Wow, the password I chose was even dumber than I thought!

Out of curiosity, I looked back at my attempts to use hashcat and realized the other dumb mistake I made - I had mistakenly used mode -m 16500 (JWT - JSON Web Token) instead of -m 16200 (Apple Secure Notes) 🤦. I corrected the mistake and hashcat proceeded to crack the hash in 6(!) minutes using the GPU.

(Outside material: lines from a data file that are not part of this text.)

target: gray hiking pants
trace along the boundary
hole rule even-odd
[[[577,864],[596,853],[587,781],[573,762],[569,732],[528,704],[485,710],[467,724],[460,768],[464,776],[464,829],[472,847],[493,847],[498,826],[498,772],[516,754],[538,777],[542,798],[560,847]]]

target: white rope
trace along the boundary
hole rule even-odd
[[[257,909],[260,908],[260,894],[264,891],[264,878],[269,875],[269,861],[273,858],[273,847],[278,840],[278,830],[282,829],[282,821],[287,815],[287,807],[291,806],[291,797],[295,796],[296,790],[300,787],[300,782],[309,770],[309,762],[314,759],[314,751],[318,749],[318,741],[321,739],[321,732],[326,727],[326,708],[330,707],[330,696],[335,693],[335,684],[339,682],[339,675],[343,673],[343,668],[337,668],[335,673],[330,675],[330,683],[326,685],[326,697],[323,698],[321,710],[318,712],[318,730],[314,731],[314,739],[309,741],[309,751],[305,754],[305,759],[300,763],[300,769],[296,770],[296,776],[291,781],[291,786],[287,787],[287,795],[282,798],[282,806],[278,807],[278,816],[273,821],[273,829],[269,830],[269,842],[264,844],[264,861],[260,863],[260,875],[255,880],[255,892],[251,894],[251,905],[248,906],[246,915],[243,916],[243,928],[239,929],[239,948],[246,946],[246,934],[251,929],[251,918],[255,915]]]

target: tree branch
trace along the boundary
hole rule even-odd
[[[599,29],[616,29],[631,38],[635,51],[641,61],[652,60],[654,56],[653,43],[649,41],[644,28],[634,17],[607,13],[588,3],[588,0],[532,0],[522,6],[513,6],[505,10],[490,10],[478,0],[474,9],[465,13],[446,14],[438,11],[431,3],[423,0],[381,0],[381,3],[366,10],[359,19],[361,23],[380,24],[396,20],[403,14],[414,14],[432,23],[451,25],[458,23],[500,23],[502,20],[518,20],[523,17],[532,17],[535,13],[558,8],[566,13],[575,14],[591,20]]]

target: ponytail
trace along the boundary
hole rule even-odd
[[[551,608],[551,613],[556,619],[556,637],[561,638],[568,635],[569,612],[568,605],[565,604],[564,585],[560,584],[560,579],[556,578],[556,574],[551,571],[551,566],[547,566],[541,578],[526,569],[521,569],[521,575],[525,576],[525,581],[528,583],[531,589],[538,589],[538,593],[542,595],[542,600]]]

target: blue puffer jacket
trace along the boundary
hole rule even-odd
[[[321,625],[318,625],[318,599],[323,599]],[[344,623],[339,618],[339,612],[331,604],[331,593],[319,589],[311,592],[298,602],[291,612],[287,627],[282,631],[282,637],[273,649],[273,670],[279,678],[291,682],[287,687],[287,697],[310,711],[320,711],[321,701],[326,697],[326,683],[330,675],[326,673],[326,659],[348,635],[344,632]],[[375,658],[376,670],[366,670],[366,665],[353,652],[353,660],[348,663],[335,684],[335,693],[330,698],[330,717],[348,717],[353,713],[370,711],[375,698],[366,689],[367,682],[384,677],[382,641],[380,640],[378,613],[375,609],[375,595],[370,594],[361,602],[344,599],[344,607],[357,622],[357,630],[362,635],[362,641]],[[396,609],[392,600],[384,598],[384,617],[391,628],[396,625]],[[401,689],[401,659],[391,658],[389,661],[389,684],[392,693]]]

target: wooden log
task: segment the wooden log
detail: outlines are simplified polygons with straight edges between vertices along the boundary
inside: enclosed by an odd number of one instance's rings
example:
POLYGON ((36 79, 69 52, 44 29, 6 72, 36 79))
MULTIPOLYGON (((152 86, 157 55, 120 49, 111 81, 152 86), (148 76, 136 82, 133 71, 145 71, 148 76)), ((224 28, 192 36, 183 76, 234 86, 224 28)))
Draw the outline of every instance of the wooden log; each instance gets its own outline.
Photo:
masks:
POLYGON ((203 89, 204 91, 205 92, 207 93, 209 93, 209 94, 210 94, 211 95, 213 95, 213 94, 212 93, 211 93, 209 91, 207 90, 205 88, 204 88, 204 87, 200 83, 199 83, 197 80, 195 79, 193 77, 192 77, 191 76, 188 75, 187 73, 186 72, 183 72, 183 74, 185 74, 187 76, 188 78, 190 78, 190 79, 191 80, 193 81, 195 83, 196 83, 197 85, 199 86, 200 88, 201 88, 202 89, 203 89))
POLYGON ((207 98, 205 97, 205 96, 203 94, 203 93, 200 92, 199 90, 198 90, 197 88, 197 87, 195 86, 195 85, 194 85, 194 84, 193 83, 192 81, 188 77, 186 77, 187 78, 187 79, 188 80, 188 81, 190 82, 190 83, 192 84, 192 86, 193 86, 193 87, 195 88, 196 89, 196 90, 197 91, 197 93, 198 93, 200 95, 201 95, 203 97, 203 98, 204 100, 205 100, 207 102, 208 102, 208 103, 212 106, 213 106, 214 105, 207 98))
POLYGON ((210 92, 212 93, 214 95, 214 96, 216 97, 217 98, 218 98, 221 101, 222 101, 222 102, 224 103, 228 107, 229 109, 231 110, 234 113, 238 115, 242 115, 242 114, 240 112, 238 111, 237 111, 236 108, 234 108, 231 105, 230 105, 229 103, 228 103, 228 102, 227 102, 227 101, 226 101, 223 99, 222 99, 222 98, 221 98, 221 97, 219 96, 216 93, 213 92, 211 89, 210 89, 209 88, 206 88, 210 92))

> .\hashcat.exe -m 16200 H:\Sync\hashes_hc.txt --session apple-notes --status -w 3 -a 3 "?a?a?a?a"
hashcat (v6.2.6) starting

...

$ASN$*107*20000*86e7184911aa4090f24d7e701b5c6b05*ddfde252d699d22125c1089338f097f529e79fd2f8acb576:asdf
Session..........: apple-notes
Status...........: Cracked
Hash.Mode........: 16200 (Apple Secure Notes)
Hash.Target......: $ASN$*107*20000*86e7184911aa4090f24d7e701b5c6b05*dd...acb576
Time.Started.....: Sat Mar 02 09:05:25 2024 (6 mins, 24 secs)
Time.Estimated...: Sat Mar 02 09:11:49 2024 (0 secs)
Kernel.Feature...: Pure Kernel
Guess.Mask.......: ?a?a?a?a [4]
Guess.Queue......: 1/1 (100.00%)
Speed.#1.........:    18628 H/s (66.29ms) @ Accel:4 Loops:1024 Thr:1024 Vec:1
Recovered........: 1/1 (100.00%) Digests (total), 1/1 (100.00%) Digests (new)
Progress.........: 7151616/81450625 (8.78%)
Rejected.........: 0/7151616 (0.00%)
Restore.Point....: 73728/857375 (8.60%)
Restore.Sub.#1...: Salt:0 Amplifier:5-6 Iteration:19456-19999
Candidate.Engine.: Device Generator
Candidates.#1....: a2jm -> a+(0
Hardware.Mon.#1..: Temp: 82c Fan: 49% Util:100% Core:1670MHz Mem:3504MHz Bus:16
Started: Sat Mar 02 09:05:21 2024
Stopped: Sat Mar 02 09:11:50 2024

I punched in the password and was greeted with my years old list of christmas gift ideas which I will not share here because they’re classified. Success!